SIR2 Proteins Regulate Aging in Response to Nutrients

Studies on the molecular basis of aging in my lab over the past nine years have led to the notion that the SIR2 gene controls the pace of aging in response to nutrient availability. SIR2 promotes longevity: sir2 deletion strains of yeast have short life spans, and strains with an extra copy of SIR2 live longer than wild type. Sir2p triggers silencing at select genomic locations, including mating type genes, telomeres, and the ribosomal DNA (rDNA).
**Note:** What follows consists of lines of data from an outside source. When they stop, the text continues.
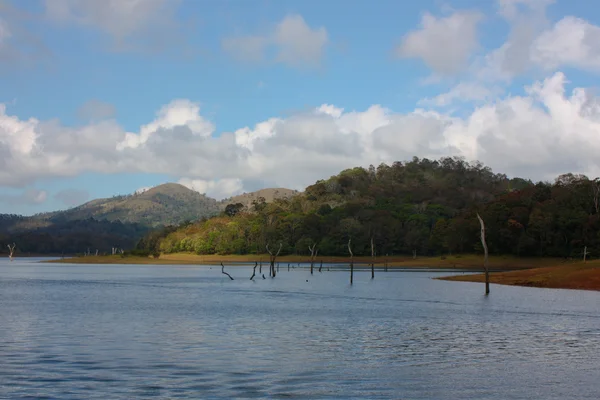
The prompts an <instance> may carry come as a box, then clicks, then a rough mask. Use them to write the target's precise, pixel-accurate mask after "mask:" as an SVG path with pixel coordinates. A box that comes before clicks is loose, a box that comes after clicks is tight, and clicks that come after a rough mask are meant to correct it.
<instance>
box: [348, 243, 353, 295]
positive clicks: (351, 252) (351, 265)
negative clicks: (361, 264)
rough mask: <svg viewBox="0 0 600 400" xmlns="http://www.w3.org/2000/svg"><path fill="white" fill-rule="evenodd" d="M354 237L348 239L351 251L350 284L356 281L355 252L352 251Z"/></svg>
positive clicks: (351, 284) (350, 256) (350, 252)
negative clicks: (352, 246) (351, 241)
mask: <svg viewBox="0 0 600 400" xmlns="http://www.w3.org/2000/svg"><path fill="white" fill-rule="evenodd" d="M351 240H352V239H348V252H349V253H350V284H351V285H352V283H353V282H354V254H353V253H352V248H351V247H350V241H351Z"/></svg>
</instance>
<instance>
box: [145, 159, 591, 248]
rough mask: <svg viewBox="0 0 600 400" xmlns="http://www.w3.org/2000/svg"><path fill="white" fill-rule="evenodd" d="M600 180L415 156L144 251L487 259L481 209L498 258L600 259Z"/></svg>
mask: <svg viewBox="0 0 600 400" xmlns="http://www.w3.org/2000/svg"><path fill="white" fill-rule="evenodd" d="M599 190H600V184H599V182H598V180H590V179H588V178H587V177H585V176H581V175H572V174H567V175H562V176H560V177H559V178H557V180H556V181H555V182H554V183H547V182H539V183H535V184H534V183H533V182H531V181H528V180H524V179H520V178H515V179H508V178H507V177H506V176H505V175H503V174H495V173H493V172H492V171H491V170H490V169H489V168H488V167H485V166H483V165H482V164H480V163H473V164H469V163H467V162H465V161H464V160H462V159H457V158H443V159H441V160H439V161H431V160H428V159H422V160H419V159H417V158H415V159H413V160H412V161H410V162H407V163H400V162H396V163H393V164H392V165H386V164H382V165H380V166H379V167H377V168H375V167H373V166H371V167H369V168H368V169H364V168H354V169H349V170H345V171H343V172H341V173H340V174H339V175H337V176H333V177H331V178H330V179H327V180H323V181H318V182H317V183H315V184H314V185H312V186H309V187H308V188H307V189H306V191H305V193H303V194H302V195H299V196H296V197H293V198H291V199H286V200H277V201H275V202H273V203H265V202H264V201H255V202H254V203H253V205H252V207H251V208H250V209H246V208H244V207H242V206H241V205H237V206H236V205H231V206H229V207H228V208H227V209H226V210H225V212H224V213H222V214H221V215H220V216H218V217H215V218H211V219H205V220H201V221H198V222H196V223H193V224H186V225H185V226H181V227H179V228H178V229H173V228H172V229H167V230H163V231H154V232H152V234H151V235H149V236H148V237H146V238H145V239H143V240H142V241H140V243H139V244H138V251H141V252H146V253H149V252H153V253H158V252H165V253H172V252H194V253H197V254H253V253H264V252H265V246H266V245H267V244H271V247H275V246H277V247H279V243H281V244H282V246H283V248H282V254H304V255H306V254H309V250H308V246H309V245H312V244H313V243H316V244H317V247H318V249H319V254H321V255H347V253H348V251H347V242H348V239H350V238H351V239H352V244H353V251H354V253H355V254H356V255H369V254H370V252H371V247H370V246H371V239H372V240H373V243H374V246H375V249H376V252H377V254H378V255H401V254H406V255H412V254H417V255H444V254H453V253H467V252H480V251H481V247H480V246H481V244H480V241H479V224H478V221H477V218H476V213H477V212H479V213H480V214H481V216H482V217H483V219H484V220H485V222H486V226H487V241H488V245H489V248H490V252H491V253H492V254H513V255H518V256H554V257H579V256H580V255H581V253H582V252H583V249H584V247H586V246H587V250H588V252H589V253H591V255H592V256H598V255H600V235H599V232H600V230H599V228H600V220H599V212H598V194H599Z"/></svg>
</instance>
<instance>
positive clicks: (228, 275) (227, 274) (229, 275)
mask: <svg viewBox="0 0 600 400" xmlns="http://www.w3.org/2000/svg"><path fill="white" fill-rule="evenodd" d="M221 273H222V274H225V275H227V276H228V277H229V279H231V280H233V277H232V276H231V275H229V274H228V273H227V272H225V266H224V265H223V263H221Z"/></svg>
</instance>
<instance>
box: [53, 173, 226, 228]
mask: <svg viewBox="0 0 600 400" xmlns="http://www.w3.org/2000/svg"><path fill="white" fill-rule="evenodd" d="M218 212H219V206H218V203H217V201H216V200H215V199H212V198H210V197H207V196H205V195H203V194H200V193H198V192H195V191H193V190H190V189H188V188H187V187H185V186H183V185H180V184H177V183H166V184H163V185H159V186H156V187H153V188H151V189H148V190H146V191H144V192H142V193H134V194H131V195H125V196H115V197H112V198H108V199H96V200H92V201H90V202H87V203H85V204H82V205H81V206H78V207H75V208H72V209H69V210H66V211H58V212H54V213H51V218H60V219H63V220H70V221H73V220H82V219H88V218H94V219H96V220H106V221H121V222H123V223H137V224H141V225H146V226H151V227H159V226H165V225H178V224H181V223H182V222H184V221H195V220H198V219H200V218H202V217H210V216H213V215H215V214H217V213H218Z"/></svg>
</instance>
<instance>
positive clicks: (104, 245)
mask: <svg viewBox="0 0 600 400" xmlns="http://www.w3.org/2000/svg"><path fill="white" fill-rule="evenodd" d="M265 191H266V192H267V193H270V194H272V196H271V197H272V198H273V199H274V198H277V197H279V196H287V195H289V193H288V192H290V193H291V192H292V191H289V190H287V189H276V190H270V191H269V189H265V190H263V191H262V192H260V193H264V192H265ZM253 196H254V197H256V196H255V194H254V193H247V194H244V195H241V196H240V197H236V198H233V199H227V200H224V201H221V202H218V201H217V200H215V199H212V198H210V197H207V196H205V195H203V194H200V193H198V192H196V191H193V190H190V189H188V188H186V187H185V186H182V185H179V184H176V183H167V184H163V185H159V186H156V187H153V188H151V189H149V190H146V191H144V192H142V193H135V194H130V195H122V196H114V197H112V198H106V199H96V200H92V201H90V202H87V203H85V204H82V205H80V206H78V207H74V208H71V209H69V210H64V211H55V212H49V213H43V214H37V215H34V216H30V217H25V216H20V215H9V214H0V253H6V252H7V250H8V249H7V244H12V243H15V244H16V251H17V254H21V255H22V254H28V253H32V254H74V253H83V252H87V251H88V249H89V251H90V252H91V253H95V251H96V249H97V250H98V252H99V254H104V253H109V254H110V252H112V248H113V247H118V248H120V249H124V250H131V249H132V248H134V247H135V245H136V243H138V241H139V240H140V238H141V237H142V236H144V235H145V234H146V233H147V232H148V231H149V230H150V229H151V228H159V227H161V228H162V227H164V226H170V225H176V226H177V225H180V224H182V223H184V222H186V221H197V220H199V219H200V218H205V217H210V216H214V215H218V214H219V212H220V210H221V209H223V208H225V207H226V205H227V204H228V202H229V201H237V200H240V199H242V200H243V199H244V198H253Z"/></svg>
Silencing at this last locus represses the formation of toxic rDNA circles by recombination and thus potentiates a long life span. Sir2p was shown to be an NAD-dependent histone deacetylase (see figure below). This finding explains how Sir2p creates silenced chromatin and, surprisingly, draws a link between metabolic rate and aging. We suggest that as metabolic rate slows, for example during calorie restriction, NAD is freed up from its many metabolic reactions and activates Sir2p. This promotes an increase in silencing and a longer life span. We show experimentally that SIR2 and NAD are involved in the extention of yeast life span by calorie restriction. We imagine that this mechanism has been selected because it allows organisms to stay alive longer in the face of adversity, to resume reproduction when conditions improve. It is interesting to note, in this regard, that SIR2 also controls mating and thus sporulation, a pathway of cell differentiation that allows long-term survival in the face of scarcity.